Previous research has shown that among all RAS-driven cancers, the most frequently mutated gene is KRAS. So, the researchers first generated cancerous skin cells with the KRAS mutation. These cells were then analyzed to identify and quantify the types of proteins present on the cell surface. Over 30 proteins were found to have significantly altered levels (either overabundant or reduced) in the presence of KRAS, with many necessary for cell movement and adhesion. To validate that the profile of the proteins seen on the surface of the cancer cells was due to the mutation and improper signals sent by the K-Ras protein, the cells were treated with molecules that inhibit K-Ras (spelled using lowercase and a hyphen to distinguish the protein from the gene). The researchers found that the K-Ras inhibitor enabled the altered proteins to return to normal levels, suggesting that the KRAS oncogene was indeed the cause of the altered protein levels.
Seeing that RAS mutations are common in pancreatic, lung, and colorectal cancers, cells from each of these cancer types were also tested for their cell surface protein profiles. Researchers noted that one of the proteins, CUB Domain Containing Protein 1 (CDCP1), stood out during all the tests, being the only protein that was observed to be in all the cancer types. They also found that CDCP1, previously known to be involved in tumor progression and metastasis, is increased in cancer cells harboring KRAS mutations.
Since higher CDCP1 levels could potentially act as a marker for cells with KRAS mutations, the research team used CDCP1 to selectively send anticancer drugs to the cancer cells with the KRAS mutations. They linked monomethyl auristatin F (MMAF, a synthetic anti-cancer drug) with a molecular marker that could identify and attach to the CDCP1 protein, and treated cancer cells. The MMAF-marker combination successfully introduced the drug into the KRAS cancer cells, killing more than 60 percent of these cells. The scientists published their results in the open access, peer-reviewed journal eLife in February.

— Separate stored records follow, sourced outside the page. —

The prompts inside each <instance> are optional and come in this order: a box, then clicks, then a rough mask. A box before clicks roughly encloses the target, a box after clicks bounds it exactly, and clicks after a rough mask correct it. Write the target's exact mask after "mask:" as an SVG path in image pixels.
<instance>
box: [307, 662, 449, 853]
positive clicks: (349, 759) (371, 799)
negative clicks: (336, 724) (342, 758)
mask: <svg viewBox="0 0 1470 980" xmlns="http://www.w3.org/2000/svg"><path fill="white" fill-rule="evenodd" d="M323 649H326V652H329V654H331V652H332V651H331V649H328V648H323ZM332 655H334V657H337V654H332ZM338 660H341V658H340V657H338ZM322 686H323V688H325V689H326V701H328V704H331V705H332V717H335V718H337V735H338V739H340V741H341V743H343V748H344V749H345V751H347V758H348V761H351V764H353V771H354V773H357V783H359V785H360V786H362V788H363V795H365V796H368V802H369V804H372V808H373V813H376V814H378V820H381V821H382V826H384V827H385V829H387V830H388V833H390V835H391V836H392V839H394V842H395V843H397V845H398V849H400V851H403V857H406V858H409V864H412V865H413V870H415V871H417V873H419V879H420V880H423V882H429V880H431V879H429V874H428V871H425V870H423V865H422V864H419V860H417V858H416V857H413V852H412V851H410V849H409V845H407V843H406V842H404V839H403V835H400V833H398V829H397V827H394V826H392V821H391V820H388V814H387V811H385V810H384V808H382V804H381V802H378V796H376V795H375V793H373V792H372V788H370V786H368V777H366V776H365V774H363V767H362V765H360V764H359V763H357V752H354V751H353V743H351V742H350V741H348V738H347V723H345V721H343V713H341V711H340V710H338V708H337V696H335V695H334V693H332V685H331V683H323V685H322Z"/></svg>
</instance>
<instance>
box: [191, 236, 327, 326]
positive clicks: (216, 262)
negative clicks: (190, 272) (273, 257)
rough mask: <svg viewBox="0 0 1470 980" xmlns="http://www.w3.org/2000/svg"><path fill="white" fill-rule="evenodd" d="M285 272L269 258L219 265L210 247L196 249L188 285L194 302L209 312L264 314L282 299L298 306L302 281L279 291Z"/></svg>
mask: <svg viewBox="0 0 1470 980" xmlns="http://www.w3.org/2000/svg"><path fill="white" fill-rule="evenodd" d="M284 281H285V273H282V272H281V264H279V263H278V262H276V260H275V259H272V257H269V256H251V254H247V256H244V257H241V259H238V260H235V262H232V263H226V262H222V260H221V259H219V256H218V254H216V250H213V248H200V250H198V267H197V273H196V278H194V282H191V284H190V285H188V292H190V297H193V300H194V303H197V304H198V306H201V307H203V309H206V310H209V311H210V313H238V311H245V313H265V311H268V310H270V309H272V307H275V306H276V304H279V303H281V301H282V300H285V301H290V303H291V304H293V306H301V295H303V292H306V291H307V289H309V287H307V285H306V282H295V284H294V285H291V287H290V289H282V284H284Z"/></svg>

The study presents “a novel technological pipeline for the discovery and application of antibodies to surface proteins regulated by cancer-causing signaling pathways,” molecular biologist James Wells, co-author of the new report, said in a statement. "This pipeline can be used to attack undruggable targets, including RAS, from the outside.”
The research offers an intriguing approach to the seemingly intractable problem of dismantling oncogenes that are also critical for normal cellular function. Using relatively modest techniques, proteins on the surface of cancer cells could be the secret operatives we needed all along, by acting as both distinct markers of cancer, and possible anti-cancer drug targets.The scientists' latest findings offer a new view of cancer, from the outside in.